Et puis, un jour, quelqu'un retrouva le lieu secret.

 C'était une caverne, cette fois-ci. Au milieu de nulle part, cachée qui plus est. Mais le jeune homme la trouva tout de même, presque par hasard. Il avança à pas prudents, dressant haut la lumière qu'il avait amené avec lui.

 Alors, dans un tourbillon de magie, le génie apparut. Dressé devant le frêle et jeune humain, il dit :

 « Bienvenue à toi, voyageur. Demande, et j'exaucerai. Mais prends bien garde : tu n'as droit qu'à un vœu, et en aucun cas tu ne pourras le changer. »

 Le voyageur hocha la tête sans rien dire.

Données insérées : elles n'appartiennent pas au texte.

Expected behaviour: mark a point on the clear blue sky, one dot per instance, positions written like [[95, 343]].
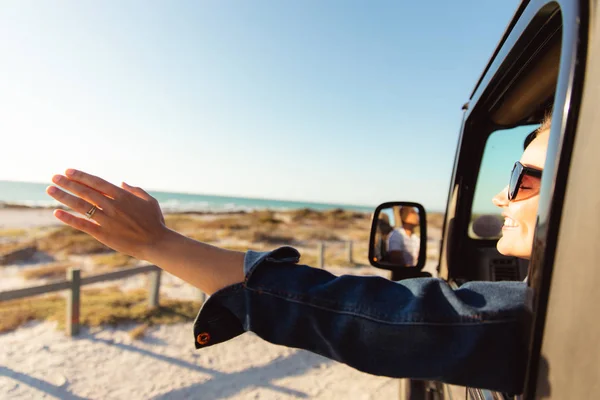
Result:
[[334, 101]]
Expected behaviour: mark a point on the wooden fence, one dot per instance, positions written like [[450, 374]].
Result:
[[74, 281]]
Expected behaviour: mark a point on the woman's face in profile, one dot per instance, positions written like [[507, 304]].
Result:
[[520, 214]]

 Puis il s'assit et attendit.

 Un long silence s'installa. Les minutes s'égrénèrent, et le génie, patient, laissa le temps de réflexion nécessaire à son visiteur. Il n'était contraint d'apparaître que lorsqu'un humain venait en ces lieux. De fait, il ne pouvait repartir tant que celui-ci ne s'était pas exaucé.

 Mais le visiteur restait silencieux, comme en transe. Une heure passa. Puis une autre. Et encore une autre. Le génie finit par montrer un peu d'agacement devant cet être mutique – il savait qu'il vivait encore, car s'il mourait, il pourrait retourner de là où il venait, libéré enfin de cette tâche ingrate et injuste à laquelle on l'avait puni pour sa cruauté. Il se vengeait comme il le pouvait, refusant le châtiment et s'en moquant même.

 Mais l'homme face à lui ne disait rien.

 « Voyageur, parle ! Demande, et j'exaucerai. »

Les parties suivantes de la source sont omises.